In practice, Turing-completeness seems a pretty useless concept and a big distraction. Turing machines only care about the boundary between infinite and non-infinite, so a computation that requires more time than exists in the universe is just as good as one that completes almost immediately. A practical software engineer cares about a boundary measured in seconds or milliseconds, and a program that takes years is just as bad as one that never halts, so they need a totally different set of tools to analyse that problem.
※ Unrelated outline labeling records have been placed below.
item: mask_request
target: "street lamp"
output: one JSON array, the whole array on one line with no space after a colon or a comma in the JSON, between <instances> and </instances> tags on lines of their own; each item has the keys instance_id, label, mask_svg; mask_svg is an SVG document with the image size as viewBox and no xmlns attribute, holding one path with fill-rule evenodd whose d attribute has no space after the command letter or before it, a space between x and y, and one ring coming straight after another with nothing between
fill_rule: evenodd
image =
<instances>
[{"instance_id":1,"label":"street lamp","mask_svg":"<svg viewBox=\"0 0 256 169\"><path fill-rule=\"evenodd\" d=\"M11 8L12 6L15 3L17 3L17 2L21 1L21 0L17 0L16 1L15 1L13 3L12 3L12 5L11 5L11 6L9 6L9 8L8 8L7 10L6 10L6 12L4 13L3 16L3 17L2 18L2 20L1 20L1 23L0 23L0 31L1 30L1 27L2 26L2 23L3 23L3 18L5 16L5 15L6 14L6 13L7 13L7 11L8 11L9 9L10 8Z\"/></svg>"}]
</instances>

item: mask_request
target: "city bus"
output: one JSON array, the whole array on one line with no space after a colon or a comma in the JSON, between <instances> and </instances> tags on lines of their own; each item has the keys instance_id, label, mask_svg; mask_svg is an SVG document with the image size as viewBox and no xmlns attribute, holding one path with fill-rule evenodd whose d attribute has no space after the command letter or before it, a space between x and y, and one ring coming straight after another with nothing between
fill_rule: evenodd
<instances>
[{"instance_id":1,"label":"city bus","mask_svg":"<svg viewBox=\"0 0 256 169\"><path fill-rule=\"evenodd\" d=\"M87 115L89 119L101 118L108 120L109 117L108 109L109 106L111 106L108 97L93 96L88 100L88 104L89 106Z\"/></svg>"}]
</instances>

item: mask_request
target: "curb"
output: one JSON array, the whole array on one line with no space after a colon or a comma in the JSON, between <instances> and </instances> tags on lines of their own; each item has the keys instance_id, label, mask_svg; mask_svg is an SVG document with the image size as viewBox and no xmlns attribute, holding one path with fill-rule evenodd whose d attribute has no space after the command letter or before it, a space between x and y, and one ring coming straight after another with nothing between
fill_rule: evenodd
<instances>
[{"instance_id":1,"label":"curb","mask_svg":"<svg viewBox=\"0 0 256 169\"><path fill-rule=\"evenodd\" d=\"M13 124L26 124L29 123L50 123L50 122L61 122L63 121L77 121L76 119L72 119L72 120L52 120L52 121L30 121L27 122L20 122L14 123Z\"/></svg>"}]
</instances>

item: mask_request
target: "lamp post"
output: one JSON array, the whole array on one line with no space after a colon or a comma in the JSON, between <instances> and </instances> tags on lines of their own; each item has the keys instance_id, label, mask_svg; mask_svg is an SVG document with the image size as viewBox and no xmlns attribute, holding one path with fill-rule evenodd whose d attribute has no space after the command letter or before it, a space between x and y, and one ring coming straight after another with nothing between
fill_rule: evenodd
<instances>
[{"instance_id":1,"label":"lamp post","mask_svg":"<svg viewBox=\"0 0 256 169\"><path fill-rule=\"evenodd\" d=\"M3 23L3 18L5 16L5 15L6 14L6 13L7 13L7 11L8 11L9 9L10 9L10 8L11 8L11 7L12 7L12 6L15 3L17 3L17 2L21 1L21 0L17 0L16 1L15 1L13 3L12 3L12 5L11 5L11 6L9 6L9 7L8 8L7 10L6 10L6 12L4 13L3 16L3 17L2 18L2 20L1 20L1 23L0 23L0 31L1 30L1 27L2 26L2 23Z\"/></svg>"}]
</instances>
Bounded loops in BPF for the 5.3 kernel

Karellen — Thu, 01 Aug 2019 15:29:52 +0000

Just because a verifier for Turing-complete languages cannot reliably classify *all* arbitrary programs into either "safe" or "unsafe", that does not mean they don't exist or are useless. Verifiers can correctly classify large numbers of useful programs as safe. They can also correctly classify large numbers of unsafe programs as such. Any program that a verifier cannot classify, due to being insufficiently powerful, or due to the Halting problem, can simply be declared as "not verified safe" and rejected.

Note that this means that some useful, safe programs could be rejected. That is unfortunate, but not an argument that verifiers are impossible, or even useless.

Bounded loops in BPF for the 5.3 kernel

mathstuf — Thu, 01 Aug 2019 14:22:46 +0000

Bounded loops are still push-down automata, not Turing machines. You need unbounded loops to be Turing-complete.

Bounded loops in BPF for the 5.3 kernel

abatters — Thu, 01 Aug 2019 13:56:01 +0000

I'm confused now. So you *don't* want your BPF programs to terminate?

Bounded loops in BPF for the 5.3 kernel

pizza — Thu, 01 Aug 2019 10:59:56 +0000

I'm more worried that, coupled with the kernel's new time travel features and all these new "AI" accelerators, a BPF program could gain sentience, go back in time and try to kill Sarah Conner.

Should verification be done in the kernel?

anadav — Thu, 01 Aug 2019 00:12:31 +0000

The results are quite impressive and loop support is very useful. However, there might be a question of whether the approach of using ad-hoc optimizations for compiled byte code (following verification failures, or llvm version changes) is a viable path, or whether it is a whack-a-mole. In addition, such optimizations have introduced in the past several security bugs.

Verifying byte code for safety guarantees is a known problem with practical and proven solutions. Since eBPF verification is not usually on the hot-path (or at least it should not be), it raises the question: why does eBPF verification have to be performed in the kernel? Wouldn’t it be better to perform it in userspace using standard tools instead?

It may be beneficial just to introduce this option to users, by separating the binary rewriting and verification stages and provide hooks for userspace to register an external verifier. IMA and other security measures can then be used to ensure the verifier itself is not compromised. Having such a verifier can also assists in the adoption of eBPF in other environments (e.g., DPDK).

As a reference [1], my colleagues have developed an eBPF verifier prototype that uses the well-known verification technique called abstract interpretation and shows promising results (good asymptotic scalability, very low rate of false positives). It verifies loop safety out of the box and can be extended to also check that programs with loops terminate.

[1] https://github.com/vbpf/ebpf-verifier

Bounded loops in BPF for the 5.3 kernel

johill — Wed, 31 Jul 2019 22:16:21 +0000

It can never be Turing complete (at least not intentionally, given the verifier), see the Halting problem.

Bounded loops in BPF for the 5.3 kernel

mtaht — Wed, 31 Jul 2019 21:51:26 +0000

And now bpf is turing complete. How long will it be until it can read mail?